В лингвистике ученого тоже привлекали самые разные темы, это свойство А. А. Реформатский в статье его памяти охарактеризовал как «разбросанность тем и интересов». В разные годы он изучал то бенгальский язык, то африканские языки суахили и ваи, а в Кудымкаре, тогда центре Коми-пермяцкого национального округа, он просто не мог пройти мимо коми-пермяцкого языка; почти по всем этим языкам у него есть печатные работы. Приходилось ему в разные годы заниматься и экспериментальной фонетикой, и психолингвистикой, и проблемой рационализации разговора телефонисток с абонентами, и подготовкой русской орфографической реформы, так и не реализованной из-за слишком большой радикальности. Много он занимался русской диалектологией, а в студенческие и аспирантские годы почти ежегодно ездил в экспедиции по изучению разных говоров (поездки в Нило-Сорскую пустынь, в архангельские и рязанские деревни были связаны с этим). К концу жизни он выступал и как активный сторонник математической лингвистки, опубликовав вместе с А. А. Реформатским и математиком А. А. Ляпуновым манифест, провозглашавший начало деятельности по машинному переводу. Но, безусловно, главной ареной его деятельности была фонология, в области которой он больше всего работал и был наиболее теоретичен.
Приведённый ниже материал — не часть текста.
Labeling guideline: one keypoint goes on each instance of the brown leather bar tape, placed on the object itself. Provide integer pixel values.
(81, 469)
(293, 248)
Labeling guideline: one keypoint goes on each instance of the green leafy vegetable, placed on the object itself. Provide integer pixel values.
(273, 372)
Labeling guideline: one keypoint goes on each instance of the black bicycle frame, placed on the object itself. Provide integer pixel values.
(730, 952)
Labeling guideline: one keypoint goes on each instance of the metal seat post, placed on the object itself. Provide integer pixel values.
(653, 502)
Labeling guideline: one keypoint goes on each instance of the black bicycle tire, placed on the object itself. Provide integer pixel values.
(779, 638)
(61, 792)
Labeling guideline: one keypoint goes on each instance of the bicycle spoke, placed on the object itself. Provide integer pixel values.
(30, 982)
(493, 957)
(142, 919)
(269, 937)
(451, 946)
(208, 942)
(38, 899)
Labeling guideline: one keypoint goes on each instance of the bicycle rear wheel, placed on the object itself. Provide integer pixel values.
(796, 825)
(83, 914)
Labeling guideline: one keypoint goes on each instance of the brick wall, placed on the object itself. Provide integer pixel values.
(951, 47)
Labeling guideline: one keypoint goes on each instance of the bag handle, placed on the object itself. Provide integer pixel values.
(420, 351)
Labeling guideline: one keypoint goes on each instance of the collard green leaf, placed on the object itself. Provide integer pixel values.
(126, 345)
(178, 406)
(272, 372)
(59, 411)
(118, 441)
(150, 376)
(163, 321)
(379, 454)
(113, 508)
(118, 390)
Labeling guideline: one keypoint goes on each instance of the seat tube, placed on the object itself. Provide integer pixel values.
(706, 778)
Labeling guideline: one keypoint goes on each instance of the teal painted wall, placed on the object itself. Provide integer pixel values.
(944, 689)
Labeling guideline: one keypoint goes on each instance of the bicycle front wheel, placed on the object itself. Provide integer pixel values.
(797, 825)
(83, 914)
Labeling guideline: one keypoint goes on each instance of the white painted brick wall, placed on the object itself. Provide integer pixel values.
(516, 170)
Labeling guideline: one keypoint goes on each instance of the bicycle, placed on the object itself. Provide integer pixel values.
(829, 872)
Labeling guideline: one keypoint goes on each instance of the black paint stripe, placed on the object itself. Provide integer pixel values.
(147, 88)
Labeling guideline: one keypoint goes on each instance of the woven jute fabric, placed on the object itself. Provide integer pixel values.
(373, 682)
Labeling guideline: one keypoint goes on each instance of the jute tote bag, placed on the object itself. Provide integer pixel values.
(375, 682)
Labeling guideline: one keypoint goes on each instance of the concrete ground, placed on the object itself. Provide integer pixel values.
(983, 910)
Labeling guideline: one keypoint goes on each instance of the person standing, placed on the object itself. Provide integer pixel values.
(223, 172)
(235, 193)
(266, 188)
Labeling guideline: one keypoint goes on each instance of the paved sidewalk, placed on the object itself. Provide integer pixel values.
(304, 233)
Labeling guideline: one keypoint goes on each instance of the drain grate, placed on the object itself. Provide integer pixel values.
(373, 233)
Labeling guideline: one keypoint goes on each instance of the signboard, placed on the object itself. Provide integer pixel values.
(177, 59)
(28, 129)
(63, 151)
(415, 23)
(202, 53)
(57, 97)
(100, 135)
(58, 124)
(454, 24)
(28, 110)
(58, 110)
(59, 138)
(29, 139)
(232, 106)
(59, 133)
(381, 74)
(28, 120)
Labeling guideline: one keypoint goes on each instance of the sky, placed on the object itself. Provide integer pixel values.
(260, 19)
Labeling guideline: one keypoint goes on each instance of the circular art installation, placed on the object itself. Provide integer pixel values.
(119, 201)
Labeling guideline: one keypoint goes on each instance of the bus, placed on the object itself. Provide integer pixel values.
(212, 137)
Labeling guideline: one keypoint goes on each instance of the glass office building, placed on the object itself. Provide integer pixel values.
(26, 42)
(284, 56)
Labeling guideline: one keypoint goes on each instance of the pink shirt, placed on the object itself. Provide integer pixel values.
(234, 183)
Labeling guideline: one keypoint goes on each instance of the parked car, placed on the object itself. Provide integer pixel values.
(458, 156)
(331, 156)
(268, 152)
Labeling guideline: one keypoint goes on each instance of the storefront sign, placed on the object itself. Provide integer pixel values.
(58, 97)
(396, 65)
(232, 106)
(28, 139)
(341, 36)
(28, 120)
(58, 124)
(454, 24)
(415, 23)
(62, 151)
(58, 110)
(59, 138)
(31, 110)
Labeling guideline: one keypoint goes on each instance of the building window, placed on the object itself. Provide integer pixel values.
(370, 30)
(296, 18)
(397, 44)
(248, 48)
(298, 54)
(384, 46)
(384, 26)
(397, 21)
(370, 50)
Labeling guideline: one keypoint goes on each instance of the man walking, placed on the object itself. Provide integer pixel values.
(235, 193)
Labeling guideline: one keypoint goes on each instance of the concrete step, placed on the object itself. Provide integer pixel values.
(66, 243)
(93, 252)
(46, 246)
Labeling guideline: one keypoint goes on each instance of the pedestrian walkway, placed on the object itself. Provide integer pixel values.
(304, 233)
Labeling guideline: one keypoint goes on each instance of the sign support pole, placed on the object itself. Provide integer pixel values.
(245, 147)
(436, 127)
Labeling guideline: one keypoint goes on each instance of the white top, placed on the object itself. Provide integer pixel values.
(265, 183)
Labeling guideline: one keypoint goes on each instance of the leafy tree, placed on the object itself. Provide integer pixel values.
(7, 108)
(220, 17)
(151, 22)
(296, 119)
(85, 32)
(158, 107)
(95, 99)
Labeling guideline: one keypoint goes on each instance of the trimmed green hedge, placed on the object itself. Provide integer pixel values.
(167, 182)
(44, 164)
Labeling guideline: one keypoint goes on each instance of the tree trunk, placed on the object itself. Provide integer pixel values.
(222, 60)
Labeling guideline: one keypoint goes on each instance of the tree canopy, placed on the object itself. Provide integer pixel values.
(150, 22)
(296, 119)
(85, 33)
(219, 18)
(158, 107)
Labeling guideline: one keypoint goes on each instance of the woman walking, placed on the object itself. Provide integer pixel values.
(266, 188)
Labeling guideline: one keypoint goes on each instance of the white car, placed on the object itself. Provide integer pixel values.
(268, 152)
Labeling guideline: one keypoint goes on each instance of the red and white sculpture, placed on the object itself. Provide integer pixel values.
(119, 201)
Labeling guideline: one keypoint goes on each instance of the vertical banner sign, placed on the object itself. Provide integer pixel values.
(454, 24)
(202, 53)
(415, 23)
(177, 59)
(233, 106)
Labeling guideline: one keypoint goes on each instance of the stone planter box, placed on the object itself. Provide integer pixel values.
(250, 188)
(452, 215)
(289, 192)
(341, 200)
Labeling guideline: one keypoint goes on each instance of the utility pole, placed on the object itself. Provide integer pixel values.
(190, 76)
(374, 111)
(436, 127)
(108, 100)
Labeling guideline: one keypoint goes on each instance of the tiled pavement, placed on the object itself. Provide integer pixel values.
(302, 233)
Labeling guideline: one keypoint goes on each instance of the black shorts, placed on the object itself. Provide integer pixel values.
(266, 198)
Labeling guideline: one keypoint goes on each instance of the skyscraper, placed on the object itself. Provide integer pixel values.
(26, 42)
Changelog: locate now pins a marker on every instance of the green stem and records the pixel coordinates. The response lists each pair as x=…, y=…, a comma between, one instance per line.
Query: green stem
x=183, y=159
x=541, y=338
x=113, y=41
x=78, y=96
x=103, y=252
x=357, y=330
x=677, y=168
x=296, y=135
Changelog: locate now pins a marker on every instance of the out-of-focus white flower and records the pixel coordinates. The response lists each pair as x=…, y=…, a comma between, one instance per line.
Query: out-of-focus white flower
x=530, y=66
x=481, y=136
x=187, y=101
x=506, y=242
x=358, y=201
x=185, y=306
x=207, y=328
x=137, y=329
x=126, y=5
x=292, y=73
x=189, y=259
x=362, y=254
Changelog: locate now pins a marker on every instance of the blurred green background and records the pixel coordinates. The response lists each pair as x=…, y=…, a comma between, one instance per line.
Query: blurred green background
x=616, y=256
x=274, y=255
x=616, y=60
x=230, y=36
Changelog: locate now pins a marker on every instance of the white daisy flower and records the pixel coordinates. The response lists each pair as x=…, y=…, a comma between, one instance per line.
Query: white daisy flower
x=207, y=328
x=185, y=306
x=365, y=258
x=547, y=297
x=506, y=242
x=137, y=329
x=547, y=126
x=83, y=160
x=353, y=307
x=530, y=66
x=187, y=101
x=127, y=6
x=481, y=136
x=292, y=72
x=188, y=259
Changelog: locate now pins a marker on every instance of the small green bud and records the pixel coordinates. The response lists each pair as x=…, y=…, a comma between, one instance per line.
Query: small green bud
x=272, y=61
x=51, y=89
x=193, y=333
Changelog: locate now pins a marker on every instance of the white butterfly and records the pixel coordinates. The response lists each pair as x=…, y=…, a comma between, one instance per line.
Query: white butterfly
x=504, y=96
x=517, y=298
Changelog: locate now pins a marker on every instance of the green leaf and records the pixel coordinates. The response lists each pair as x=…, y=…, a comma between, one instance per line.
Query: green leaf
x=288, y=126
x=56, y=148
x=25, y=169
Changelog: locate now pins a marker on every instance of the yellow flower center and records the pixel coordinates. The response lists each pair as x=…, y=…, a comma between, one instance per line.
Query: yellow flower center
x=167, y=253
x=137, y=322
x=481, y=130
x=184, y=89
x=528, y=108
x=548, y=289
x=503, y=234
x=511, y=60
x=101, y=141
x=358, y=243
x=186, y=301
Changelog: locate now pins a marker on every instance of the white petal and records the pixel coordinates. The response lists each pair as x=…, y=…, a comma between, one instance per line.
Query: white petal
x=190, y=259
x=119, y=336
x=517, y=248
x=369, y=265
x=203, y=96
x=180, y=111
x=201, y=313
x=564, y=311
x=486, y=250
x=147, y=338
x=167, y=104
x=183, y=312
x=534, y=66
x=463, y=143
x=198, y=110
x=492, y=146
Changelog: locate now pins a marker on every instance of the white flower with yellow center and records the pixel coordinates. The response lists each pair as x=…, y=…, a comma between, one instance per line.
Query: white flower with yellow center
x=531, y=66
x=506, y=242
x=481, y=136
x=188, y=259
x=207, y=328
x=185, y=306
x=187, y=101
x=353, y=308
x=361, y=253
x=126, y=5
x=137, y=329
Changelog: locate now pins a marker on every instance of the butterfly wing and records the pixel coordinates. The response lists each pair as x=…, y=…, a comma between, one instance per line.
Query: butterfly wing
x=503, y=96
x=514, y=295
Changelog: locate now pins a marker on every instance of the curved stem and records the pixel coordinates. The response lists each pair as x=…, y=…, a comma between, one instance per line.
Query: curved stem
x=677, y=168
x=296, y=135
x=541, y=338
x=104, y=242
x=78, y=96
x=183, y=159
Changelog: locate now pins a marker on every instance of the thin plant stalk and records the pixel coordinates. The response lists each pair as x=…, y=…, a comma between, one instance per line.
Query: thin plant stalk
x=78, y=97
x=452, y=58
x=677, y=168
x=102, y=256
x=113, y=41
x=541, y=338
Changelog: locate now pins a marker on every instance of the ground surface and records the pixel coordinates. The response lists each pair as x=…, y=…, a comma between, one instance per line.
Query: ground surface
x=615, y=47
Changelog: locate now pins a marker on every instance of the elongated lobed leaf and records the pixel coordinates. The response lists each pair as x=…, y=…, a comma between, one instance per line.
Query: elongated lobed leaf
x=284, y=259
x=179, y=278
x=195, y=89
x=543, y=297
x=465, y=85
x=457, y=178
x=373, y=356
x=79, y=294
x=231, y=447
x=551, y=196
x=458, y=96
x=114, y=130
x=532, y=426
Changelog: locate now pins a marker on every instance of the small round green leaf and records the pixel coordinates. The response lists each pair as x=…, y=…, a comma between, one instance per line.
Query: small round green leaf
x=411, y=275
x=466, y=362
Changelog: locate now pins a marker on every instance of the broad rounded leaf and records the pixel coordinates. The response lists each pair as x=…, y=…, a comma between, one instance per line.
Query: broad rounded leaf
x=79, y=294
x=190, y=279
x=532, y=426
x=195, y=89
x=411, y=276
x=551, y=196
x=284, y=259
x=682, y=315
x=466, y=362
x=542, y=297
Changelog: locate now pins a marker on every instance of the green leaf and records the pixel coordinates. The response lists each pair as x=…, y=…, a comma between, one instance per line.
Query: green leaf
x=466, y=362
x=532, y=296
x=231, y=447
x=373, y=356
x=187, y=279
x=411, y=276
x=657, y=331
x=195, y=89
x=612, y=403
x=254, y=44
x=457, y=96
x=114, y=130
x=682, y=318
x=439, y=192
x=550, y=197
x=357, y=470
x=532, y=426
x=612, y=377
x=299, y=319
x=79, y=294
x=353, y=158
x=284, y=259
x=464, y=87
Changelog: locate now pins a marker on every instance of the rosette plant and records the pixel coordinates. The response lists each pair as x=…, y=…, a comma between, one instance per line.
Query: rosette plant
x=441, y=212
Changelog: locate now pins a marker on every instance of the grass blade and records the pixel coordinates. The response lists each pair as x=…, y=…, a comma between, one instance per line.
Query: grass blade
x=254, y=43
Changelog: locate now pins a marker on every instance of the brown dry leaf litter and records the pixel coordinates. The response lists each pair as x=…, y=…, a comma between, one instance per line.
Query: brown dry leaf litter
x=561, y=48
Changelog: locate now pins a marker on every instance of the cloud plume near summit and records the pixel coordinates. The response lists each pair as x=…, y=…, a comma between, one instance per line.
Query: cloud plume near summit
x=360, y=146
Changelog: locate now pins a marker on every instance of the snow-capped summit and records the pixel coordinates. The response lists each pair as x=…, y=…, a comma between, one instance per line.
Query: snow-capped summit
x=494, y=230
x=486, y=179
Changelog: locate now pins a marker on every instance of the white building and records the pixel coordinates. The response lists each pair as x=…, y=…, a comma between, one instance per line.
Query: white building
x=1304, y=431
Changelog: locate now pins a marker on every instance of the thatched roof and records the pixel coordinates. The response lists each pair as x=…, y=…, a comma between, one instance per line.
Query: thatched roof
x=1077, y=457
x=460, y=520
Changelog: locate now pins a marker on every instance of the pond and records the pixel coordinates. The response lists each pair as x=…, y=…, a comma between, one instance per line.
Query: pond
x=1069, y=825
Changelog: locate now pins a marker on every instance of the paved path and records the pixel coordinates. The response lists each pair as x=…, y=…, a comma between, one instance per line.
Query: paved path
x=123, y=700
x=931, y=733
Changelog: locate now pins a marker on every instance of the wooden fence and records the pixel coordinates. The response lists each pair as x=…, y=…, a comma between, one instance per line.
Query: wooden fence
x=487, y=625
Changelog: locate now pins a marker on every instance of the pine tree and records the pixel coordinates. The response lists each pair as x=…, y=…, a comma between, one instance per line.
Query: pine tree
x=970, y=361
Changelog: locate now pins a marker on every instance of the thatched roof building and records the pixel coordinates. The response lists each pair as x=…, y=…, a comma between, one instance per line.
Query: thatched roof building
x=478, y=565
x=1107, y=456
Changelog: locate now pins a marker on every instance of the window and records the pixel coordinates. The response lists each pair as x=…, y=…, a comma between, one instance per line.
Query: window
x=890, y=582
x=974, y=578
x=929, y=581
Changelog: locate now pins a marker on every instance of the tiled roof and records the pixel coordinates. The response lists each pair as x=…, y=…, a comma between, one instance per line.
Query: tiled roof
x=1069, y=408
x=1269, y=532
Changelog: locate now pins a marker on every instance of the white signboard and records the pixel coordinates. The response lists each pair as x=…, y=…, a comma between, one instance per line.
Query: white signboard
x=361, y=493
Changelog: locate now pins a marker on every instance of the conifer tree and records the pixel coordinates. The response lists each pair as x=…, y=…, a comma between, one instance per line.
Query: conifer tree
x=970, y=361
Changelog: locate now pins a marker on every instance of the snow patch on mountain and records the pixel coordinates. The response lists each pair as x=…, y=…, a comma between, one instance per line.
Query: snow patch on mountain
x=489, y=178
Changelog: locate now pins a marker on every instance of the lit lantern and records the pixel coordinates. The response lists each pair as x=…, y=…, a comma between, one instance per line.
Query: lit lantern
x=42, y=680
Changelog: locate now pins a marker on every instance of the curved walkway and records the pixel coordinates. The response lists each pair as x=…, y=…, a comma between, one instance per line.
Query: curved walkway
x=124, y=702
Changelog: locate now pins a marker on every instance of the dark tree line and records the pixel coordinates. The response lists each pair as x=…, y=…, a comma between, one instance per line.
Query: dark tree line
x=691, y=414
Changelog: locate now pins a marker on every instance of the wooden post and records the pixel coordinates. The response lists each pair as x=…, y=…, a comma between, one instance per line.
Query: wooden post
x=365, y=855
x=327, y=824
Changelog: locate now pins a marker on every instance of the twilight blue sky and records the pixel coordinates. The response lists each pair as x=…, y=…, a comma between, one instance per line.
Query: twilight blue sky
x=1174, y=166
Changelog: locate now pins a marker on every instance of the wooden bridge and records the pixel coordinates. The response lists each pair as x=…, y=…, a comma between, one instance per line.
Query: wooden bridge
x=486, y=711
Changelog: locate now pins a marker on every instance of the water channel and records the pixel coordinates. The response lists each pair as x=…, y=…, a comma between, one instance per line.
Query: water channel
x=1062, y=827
Не выходя за пределы своей профессии, Петр Саввич не раз активно участвовал в спорах и конфликтах по вопросам языка. Упоминавшиеся выше борьба за новые методы и полемика с В. И. Абаевым, которые шли уже на моих глазах, были последним этапом этой его деятельности, а многое было и до того, в том числе в гораздо более трудные годы. Еще аспирантом он показал свою независимость от Н. Я. Марра. Его «новое учение» он не принимал со студенческих лет под влиянием своего учителя М. Н. Петерсона, показавшего ему необоснованность идей академика. Однако когда в аспирантуре его направили слушать семинар Марра, иногда преподававшего и в Москве, он подумал, что, «может быть, что-то ценное в этом учении и можно найти». Но «лекции Марра носили сумбурный характер», ценного не нашлось, и все кончилось скандалом. Аспирант Кузнецов сделал доклад о среднем роде в италийских языках, после чего Марр «кричал, что не может понять, как… молодой человек так погряз в рутине», следуя канонам «индоевропеизма». И, как пишет Петр Саввич, «я уже думал, что мне придется бросать институт, и стал подумывать о том, куда мне идти работать», тогда и возникла идея о листопрокатном цехе. Но в тот раз академик не снизошел до какого-то аспиранта и «не написал… какую-нибудь порочащую характеристику», семинар зачли.